SAMPLICS: sample analytics

https://github.com/survey-methods/samplics/workflows/Testing/badge.svg https://github.com/survey-methods/samplics/workflows/Coverage/badge.svg Documentation Status

In large scale surveys, often complex random mechanisms are used to select samples. Estimations obtained from such samples must reflect the random mechanism to ensure accurate calculations. samplics implements a set of sampling techniques for complex survey designs.

Sampling. Since the full population cannot be observed, a sample is selected to estimate population parameters of interest. The assumption is that the sample is representative of the population for the characteristics of interest. The sample size calculation and selection methods in samplics are:

  • Sample size calculation and allocation: Wald and Fleiss methods for proportions.
  • Equal probability of selection: simple random sampling (SRS) and systematic selection (SYS)
  • Probability proportional to size (PPS): Systematic, Brewer’s method, Hanurav-Vijayan method, Murphy’s method, and Rao-Sampford’s method.

Sample weighting. Sample weighting is the main mechanism used in surveys to formalize the representivity of the sample. The design/base weights are usually adjusted to compensate for distortions due nonresponse and other shortcomings of the the sampling design implementation.

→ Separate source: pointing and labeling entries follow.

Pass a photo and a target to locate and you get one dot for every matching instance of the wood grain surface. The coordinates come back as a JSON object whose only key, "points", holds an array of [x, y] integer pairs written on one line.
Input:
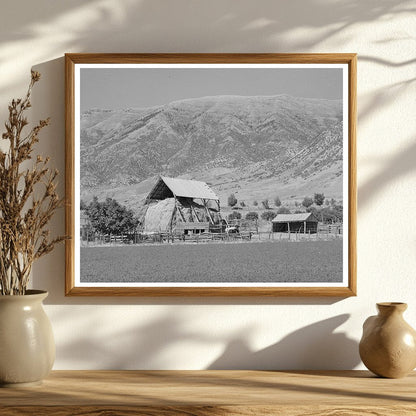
{"points": [[202, 393]]}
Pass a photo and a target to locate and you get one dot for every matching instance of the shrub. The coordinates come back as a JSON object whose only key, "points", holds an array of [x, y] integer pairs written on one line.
{"points": [[319, 199], [268, 215], [234, 215], [265, 204], [277, 201], [232, 200], [307, 202]]}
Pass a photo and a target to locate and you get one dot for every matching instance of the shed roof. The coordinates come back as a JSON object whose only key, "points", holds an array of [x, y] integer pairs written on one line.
{"points": [[304, 216], [168, 187]]}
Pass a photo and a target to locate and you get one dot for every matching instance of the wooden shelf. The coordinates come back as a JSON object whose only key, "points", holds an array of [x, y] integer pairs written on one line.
{"points": [[202, 393]]}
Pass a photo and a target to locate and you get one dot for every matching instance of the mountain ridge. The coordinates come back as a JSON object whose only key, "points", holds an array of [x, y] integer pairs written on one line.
{"points": [[234, 140]]}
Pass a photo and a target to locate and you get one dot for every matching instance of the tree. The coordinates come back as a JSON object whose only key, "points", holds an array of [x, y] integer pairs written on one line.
{"points": [[268, 215], [265, 204], [252, 216], [232, 200], [319, 199], [110, 217], [277, 201], [307, 202]]}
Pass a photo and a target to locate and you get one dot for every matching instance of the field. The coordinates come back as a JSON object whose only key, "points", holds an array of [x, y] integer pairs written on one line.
{"points": [[283, 261]]}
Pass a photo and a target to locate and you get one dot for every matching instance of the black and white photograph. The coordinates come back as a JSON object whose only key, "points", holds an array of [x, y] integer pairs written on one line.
{"points": [[211, 175]]}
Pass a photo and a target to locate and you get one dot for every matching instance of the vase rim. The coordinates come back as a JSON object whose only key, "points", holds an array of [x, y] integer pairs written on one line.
{"points": [[30, 294], [401, 306]]}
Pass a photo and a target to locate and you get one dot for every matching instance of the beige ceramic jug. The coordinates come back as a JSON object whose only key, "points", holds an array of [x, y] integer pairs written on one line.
{"points": [[388, 344]]}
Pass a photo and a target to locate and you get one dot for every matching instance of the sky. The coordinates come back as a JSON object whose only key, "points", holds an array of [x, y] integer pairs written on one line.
{"points": [[120, 88]]}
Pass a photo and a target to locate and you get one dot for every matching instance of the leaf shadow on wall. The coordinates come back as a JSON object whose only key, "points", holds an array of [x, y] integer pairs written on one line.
{"points": [[143, 26], [316, 346]]}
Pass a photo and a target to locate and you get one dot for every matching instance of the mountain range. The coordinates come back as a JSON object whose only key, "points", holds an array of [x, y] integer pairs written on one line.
{"points": [[256, 147]]}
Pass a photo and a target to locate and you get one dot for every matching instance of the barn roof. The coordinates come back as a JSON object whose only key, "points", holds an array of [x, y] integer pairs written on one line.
{"points": [[168, 187], [304, 216]]}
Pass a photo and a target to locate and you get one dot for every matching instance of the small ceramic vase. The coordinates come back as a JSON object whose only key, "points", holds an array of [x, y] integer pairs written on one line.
{"points": [[27, 347], [388, 344]]}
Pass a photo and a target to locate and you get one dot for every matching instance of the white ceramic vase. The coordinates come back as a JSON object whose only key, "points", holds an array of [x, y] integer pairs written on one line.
{"points": [[27, 347]]}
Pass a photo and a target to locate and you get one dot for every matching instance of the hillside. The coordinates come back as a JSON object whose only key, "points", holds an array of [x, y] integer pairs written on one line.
{"points": [[252, 146]]}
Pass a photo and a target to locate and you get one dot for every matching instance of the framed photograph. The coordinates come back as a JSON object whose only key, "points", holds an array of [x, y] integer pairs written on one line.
{"points": [[211, 174]]}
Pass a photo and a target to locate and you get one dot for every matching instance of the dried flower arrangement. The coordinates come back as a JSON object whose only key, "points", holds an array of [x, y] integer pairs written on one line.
{"points": [[28, 199]]}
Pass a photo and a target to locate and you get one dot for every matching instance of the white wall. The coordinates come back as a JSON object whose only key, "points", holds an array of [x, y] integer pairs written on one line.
{"points": [[199, 333]]}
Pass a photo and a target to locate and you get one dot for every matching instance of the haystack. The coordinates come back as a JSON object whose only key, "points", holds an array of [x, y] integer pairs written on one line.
{"points": [[159, 216]]}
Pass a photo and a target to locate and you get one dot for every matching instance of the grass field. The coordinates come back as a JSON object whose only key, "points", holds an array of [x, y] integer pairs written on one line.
{"points": [[305, 261]]}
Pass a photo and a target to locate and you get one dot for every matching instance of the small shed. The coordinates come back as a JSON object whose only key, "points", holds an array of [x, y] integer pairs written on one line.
{"points": [[304, 222]]}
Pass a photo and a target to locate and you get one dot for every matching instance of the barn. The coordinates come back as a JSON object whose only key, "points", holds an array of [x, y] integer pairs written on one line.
{"points": [[181, 206], [304, 222]]}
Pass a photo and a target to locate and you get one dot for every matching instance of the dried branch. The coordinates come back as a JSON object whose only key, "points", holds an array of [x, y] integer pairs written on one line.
{"points": [[24, 217]]}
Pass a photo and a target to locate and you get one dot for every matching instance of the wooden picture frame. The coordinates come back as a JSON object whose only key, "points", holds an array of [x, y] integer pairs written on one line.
{"points": [[90, 77]]}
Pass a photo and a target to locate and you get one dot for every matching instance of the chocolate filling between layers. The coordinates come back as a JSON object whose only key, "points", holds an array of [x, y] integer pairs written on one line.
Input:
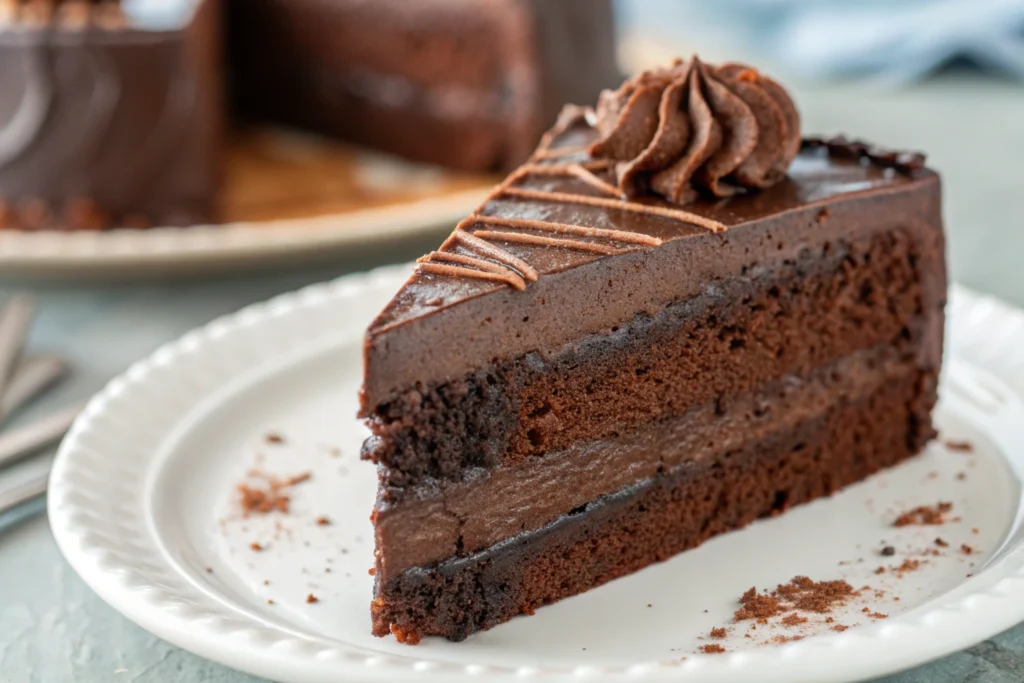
{"points": [[736, 335], [664, 515], [468, 517]]}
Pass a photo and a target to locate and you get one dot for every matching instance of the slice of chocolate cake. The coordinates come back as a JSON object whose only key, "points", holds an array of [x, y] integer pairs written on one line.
{"points": [[676, 318], [110, 113], [466, 84]]}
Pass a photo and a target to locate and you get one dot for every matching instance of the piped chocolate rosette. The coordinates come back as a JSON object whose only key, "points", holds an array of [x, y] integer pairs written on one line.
{"points": [[696, 129]]}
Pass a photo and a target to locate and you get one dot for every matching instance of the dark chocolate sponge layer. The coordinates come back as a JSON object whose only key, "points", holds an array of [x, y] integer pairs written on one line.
{"points": [[651, 521], [830, 301]]}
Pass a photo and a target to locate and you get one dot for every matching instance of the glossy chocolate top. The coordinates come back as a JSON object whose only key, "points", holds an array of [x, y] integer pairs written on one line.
{"points": [[110, 115], [556, 253]]}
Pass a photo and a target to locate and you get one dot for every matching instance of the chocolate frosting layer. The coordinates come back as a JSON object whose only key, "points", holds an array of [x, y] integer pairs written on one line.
{"points": [[466, 517], [697, 128], [825, 196]]}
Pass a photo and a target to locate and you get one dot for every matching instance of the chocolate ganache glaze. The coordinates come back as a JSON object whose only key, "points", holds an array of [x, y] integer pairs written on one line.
{"points": [[697, 128], [110, 115]]}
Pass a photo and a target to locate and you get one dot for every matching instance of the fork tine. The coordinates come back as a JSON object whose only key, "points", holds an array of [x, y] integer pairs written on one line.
{"points": [[31, 376], [15, 318], [23, 441]]}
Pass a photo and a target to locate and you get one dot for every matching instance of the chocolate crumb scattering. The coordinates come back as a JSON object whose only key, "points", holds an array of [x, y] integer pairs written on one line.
{"points": [[813, 596], [272, 496], [907, 566], [756, 605], [794, 619], [925, 515], [403, 636], [800, 594]]}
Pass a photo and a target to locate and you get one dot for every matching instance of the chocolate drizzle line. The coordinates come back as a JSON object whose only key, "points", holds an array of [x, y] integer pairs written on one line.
{"points": [[527, 239], [586, 200], [494, 263], [557, 153], [528, 223], [506, 275], [576, 170]]}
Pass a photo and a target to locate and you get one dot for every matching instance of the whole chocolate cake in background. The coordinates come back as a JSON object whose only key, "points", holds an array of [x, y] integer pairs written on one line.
{"points": [[679, 316], [110, 114], [462, 83], [113, 114]]}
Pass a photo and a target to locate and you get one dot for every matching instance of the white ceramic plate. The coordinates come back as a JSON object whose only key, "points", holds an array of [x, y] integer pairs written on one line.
{"points": [[204, 248], [287, 197], [143, 505]]}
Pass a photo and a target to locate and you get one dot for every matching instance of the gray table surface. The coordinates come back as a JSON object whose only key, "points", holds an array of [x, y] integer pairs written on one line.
{"points": [[53, 629]]}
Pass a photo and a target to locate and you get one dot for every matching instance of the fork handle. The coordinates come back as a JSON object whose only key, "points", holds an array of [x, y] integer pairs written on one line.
{"points": [[23, 493]]}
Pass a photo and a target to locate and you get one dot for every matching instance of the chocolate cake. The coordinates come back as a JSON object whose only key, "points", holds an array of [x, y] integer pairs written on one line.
{"points": [[112, 114], [679, 316], [463, 83]]}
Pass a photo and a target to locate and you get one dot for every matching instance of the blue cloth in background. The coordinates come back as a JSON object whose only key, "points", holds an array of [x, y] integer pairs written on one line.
{"points": [[892, 40]]}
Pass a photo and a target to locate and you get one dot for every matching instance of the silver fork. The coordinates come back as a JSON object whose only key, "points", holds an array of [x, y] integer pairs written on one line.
{"points": [[22, 379]]}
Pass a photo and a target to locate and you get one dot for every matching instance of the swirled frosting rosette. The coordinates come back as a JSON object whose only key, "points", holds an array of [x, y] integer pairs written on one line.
{"points": [[695, 129]]}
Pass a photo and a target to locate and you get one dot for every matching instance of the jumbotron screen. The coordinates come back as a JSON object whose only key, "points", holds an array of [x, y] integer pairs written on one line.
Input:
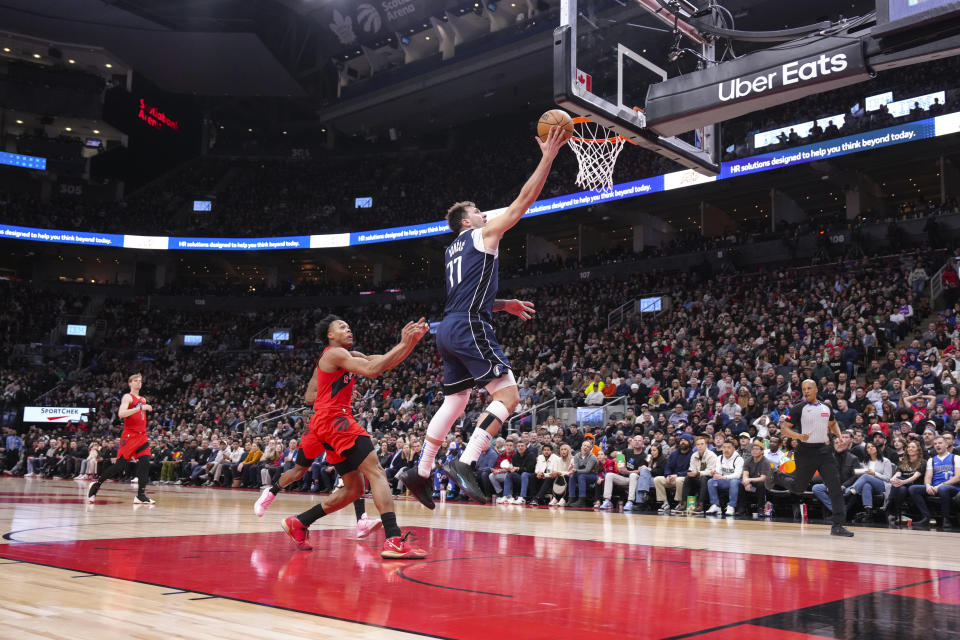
{"points": [[894, 16]]}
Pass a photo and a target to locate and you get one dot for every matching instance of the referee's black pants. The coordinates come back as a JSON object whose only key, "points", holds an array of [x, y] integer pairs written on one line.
{"points": [[811, 458]]}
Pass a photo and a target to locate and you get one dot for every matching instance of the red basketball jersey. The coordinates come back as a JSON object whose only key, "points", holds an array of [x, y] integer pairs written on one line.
{"points": [[334, 390], [137, 423]]}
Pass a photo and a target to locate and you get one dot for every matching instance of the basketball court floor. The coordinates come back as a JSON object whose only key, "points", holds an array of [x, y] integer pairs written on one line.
{"points": [[200, 564]]}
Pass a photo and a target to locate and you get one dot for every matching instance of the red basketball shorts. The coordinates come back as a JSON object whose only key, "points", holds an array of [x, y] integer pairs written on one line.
{"points": [[331, 433], [133, 445]]}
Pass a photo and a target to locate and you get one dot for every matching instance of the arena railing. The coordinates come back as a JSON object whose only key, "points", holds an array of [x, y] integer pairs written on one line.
{"points": [[516, 422]]}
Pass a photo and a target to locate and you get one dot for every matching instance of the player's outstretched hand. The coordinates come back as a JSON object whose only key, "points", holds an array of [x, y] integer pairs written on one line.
{"points": [[413, 331], [520, 308], [555, 139]]}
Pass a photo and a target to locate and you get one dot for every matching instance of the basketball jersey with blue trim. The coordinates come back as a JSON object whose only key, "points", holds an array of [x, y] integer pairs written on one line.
{"points": [[472, 275]]}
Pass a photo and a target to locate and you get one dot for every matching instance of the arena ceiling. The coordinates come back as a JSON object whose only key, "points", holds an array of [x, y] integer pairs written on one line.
{"points": [[280, 48]]}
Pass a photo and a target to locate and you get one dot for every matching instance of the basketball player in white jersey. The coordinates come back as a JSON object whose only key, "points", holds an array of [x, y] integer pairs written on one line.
{"points": [[471, 355]]}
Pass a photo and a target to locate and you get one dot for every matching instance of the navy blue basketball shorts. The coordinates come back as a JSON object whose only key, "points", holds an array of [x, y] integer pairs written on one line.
{"points": [[472, 357]]}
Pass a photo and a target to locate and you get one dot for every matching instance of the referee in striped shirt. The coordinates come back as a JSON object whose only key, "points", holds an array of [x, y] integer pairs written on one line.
{"points": [[810, 423]]}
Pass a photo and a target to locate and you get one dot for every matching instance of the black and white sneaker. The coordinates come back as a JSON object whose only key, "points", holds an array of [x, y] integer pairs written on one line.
{"points": [[462, 474], [418, 486]]}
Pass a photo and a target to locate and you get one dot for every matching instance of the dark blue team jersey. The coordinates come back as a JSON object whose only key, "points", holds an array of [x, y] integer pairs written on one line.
{"points": [[472, 275]]}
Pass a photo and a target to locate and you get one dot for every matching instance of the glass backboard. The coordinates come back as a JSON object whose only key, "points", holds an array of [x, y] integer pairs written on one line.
{"points": [[607, 53]]}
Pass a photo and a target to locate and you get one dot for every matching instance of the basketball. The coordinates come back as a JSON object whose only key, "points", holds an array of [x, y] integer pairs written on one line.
{"points": [[551, 119]]}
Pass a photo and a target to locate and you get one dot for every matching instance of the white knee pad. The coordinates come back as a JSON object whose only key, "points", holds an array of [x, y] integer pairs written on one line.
{"points": [[452, 408], [504, 381], [498, 410], [457, 401]]}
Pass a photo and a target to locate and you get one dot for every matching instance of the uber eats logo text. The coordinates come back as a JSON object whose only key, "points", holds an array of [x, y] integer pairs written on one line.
{"points": [[790, 73]]}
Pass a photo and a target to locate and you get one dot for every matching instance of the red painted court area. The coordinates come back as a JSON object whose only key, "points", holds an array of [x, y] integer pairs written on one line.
{"points": [[475, 585]]}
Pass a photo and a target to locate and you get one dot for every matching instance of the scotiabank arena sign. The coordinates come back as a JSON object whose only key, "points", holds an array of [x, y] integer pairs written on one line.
{"points": [[55, 414]]}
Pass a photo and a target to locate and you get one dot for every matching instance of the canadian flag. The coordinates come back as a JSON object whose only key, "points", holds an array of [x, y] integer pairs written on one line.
{"points": [[585, 81]]}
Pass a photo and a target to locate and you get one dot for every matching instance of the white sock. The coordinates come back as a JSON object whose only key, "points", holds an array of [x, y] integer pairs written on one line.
{"points": [[451, 409], [479, 442], [427, 457]]}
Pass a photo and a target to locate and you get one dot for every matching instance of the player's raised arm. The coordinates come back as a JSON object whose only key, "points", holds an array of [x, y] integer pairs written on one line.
{"points": [[373, 366], [523, 309], [496, 227], [310, 395]]}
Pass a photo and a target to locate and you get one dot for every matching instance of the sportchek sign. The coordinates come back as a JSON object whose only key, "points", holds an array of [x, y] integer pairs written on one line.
{"points": [[55, 414]]}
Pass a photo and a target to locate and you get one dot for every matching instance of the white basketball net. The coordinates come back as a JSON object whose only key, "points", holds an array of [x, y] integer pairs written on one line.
{"points": [[596, 148]]}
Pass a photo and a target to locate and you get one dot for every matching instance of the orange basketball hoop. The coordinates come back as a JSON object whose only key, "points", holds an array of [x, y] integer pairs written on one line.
{"points": [[596, 148]]}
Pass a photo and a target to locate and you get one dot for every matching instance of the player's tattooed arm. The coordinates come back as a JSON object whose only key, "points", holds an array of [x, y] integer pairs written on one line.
{"points": [[520, 308]]}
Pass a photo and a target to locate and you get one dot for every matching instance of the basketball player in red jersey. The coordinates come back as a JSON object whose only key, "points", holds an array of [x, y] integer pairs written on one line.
{"points": [[348, 446], [365, 525], [134, 444]]}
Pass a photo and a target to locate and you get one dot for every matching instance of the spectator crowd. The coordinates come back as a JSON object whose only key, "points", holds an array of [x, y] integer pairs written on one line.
{"points": [[702, 388]]}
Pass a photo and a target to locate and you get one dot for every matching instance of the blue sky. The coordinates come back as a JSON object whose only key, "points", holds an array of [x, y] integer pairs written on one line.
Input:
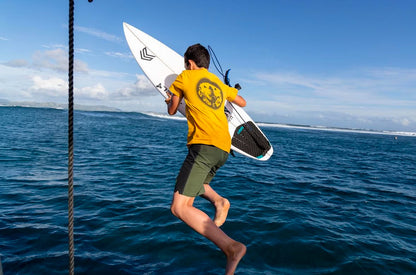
{"points": [[329, 63]]}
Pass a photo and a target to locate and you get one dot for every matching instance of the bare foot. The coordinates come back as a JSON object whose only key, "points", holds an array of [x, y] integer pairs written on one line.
{"points": [[221, 211], [235, 253]]}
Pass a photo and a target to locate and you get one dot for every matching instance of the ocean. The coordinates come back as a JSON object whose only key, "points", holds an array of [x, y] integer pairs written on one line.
{"points": [[327, 202]]}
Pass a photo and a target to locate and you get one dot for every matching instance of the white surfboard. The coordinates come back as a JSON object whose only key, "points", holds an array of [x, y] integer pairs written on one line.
{"points": [[162, 65]]}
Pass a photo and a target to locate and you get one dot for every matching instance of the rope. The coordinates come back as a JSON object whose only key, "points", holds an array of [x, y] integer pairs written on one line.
{"points": [[71, 138]]}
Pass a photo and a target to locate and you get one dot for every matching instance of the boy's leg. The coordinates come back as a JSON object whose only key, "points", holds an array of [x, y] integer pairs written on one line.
{"points": [[222, 205], [182, 207]]}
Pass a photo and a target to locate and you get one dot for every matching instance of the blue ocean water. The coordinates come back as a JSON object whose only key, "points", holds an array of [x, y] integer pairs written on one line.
{"points": [[325, 203]]}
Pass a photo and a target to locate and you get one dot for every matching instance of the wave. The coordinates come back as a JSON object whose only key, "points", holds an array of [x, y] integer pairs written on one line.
{"points": [[158, 115], [324, 128]]}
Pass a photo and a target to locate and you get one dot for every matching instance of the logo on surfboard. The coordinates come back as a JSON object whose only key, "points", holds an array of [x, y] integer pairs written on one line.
{"points": [[145, 55], [210, 93]]}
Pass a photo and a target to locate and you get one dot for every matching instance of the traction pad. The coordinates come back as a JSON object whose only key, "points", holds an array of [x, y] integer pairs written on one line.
{"points": [[248, 138]]}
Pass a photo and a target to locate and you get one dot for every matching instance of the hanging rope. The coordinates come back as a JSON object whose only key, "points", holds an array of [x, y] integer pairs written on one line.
{"points": [[71, 138]]}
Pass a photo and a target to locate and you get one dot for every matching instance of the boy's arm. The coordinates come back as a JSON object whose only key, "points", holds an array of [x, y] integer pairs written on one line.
{"points": [[240, 101]]}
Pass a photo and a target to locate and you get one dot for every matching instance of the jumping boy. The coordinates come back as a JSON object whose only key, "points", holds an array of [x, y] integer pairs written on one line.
{"points": [[209, 144]]}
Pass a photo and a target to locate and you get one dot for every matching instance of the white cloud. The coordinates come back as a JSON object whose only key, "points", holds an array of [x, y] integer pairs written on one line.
{"points": [[57, 59], [97, 92], [98, 33], [52, 86], [120, 55]]}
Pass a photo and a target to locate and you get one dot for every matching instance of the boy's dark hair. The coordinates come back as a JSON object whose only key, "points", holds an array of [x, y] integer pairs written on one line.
{"points": [[199, 54]]}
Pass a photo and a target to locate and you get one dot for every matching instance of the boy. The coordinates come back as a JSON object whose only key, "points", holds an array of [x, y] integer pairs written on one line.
{"points": [[209, 144]]}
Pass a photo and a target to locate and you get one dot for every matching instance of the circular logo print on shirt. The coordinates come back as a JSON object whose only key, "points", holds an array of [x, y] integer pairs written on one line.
{"points": [[210, 93]]}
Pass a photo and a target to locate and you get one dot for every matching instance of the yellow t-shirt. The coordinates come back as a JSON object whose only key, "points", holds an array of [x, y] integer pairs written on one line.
{"points": [[205, 96]]}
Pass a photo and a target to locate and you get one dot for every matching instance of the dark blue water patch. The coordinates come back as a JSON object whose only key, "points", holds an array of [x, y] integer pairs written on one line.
{"points": [[325, 203]]}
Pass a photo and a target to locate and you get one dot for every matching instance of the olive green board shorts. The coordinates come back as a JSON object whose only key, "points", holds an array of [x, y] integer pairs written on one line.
{"points": [[199, 167]]}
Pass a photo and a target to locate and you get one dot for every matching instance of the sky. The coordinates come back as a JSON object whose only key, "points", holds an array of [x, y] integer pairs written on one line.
{"points": [[349, 63]]}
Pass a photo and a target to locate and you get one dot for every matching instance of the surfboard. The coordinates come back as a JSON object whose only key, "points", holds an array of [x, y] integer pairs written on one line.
{"points": [[162, 65]]}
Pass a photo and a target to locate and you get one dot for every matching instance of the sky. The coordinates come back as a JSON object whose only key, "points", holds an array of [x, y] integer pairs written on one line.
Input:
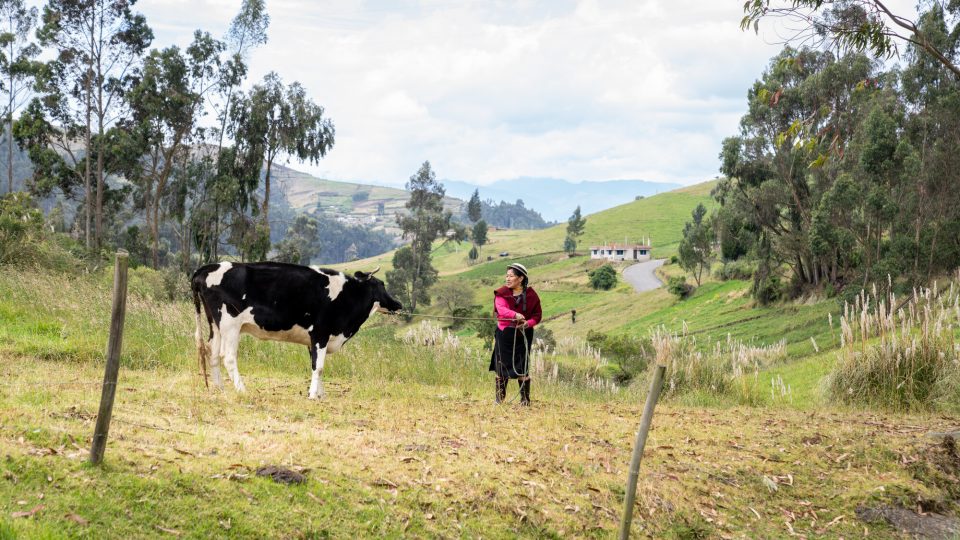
{"points": [[490, 90]]}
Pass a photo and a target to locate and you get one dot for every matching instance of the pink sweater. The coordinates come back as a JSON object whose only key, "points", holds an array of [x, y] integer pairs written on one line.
{"points": [[507, 308]]}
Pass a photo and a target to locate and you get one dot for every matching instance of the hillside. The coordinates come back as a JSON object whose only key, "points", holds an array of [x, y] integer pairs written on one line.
{"points": [[660, 218], [407, 443]]}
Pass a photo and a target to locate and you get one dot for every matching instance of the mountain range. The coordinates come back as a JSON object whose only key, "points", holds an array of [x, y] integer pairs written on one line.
{"points": [[556, 198]]}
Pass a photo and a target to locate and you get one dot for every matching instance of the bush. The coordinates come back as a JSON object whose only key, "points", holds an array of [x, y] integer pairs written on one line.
{"points": [[679, 287], [632, 354], [913, 366], [604, 278], [767, 289], [735, 270], [21, 227], [721, 368]]}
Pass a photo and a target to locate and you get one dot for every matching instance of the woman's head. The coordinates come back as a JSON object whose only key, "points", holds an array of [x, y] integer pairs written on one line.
{"points": [[516, 276]]}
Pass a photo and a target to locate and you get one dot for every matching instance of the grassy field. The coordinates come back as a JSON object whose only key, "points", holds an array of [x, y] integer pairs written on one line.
{"points": [[408, 441]]}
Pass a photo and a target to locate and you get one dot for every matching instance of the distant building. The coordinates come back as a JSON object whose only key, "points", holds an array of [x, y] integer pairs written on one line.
{"points": [[621, 252]]}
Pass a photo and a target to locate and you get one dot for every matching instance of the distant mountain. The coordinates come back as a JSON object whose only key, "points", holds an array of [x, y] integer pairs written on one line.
{"points": [[556, 198]]}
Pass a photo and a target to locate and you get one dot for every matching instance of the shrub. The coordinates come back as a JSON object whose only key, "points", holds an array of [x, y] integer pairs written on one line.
{"points": [[21, 226], [679, 287], [718, 369], [735, 270], [604, 278], [632, 354], [902, 359]]}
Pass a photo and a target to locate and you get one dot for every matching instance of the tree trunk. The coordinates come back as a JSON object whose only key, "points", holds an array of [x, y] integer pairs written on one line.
{"points": [[10, 124], [88, 190], [266, 196]]}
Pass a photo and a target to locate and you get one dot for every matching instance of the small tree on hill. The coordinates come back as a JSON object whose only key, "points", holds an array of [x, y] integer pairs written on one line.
{"points": [[480, 236], [575, 228], [474, 208], [603, 278], [696, 248], [426, 222]]}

  • Weight adjustment due to nonresponse
  • Weight poststratification, calibration and normalization
  • Weight replication i.e. Bootstrap, BRR, and Jackknife

Population parameters estimation. The estimation of the parameters of interest must reflect the sampling mechanism and the weight adjustments.

  • Taylor-based procedures
  • Replication-based estimation i.e. Boostrap, BRR, and Jackknife
  • Regression-based e.g. generalized regression (GREG)

Categorical data analysis. The estimation of the parameters of interest must reflect the sampling mechanism and the weight adjustments.

  • one-way and two-way tabulation
  • T-test including Rao-Scott adjustment

Small Area Estimation (SAE). When the sample size is not large enough to produce reliable / stable domain level estimates, SAE techniques can be used to model the output variable of interest to produce domain level estimates.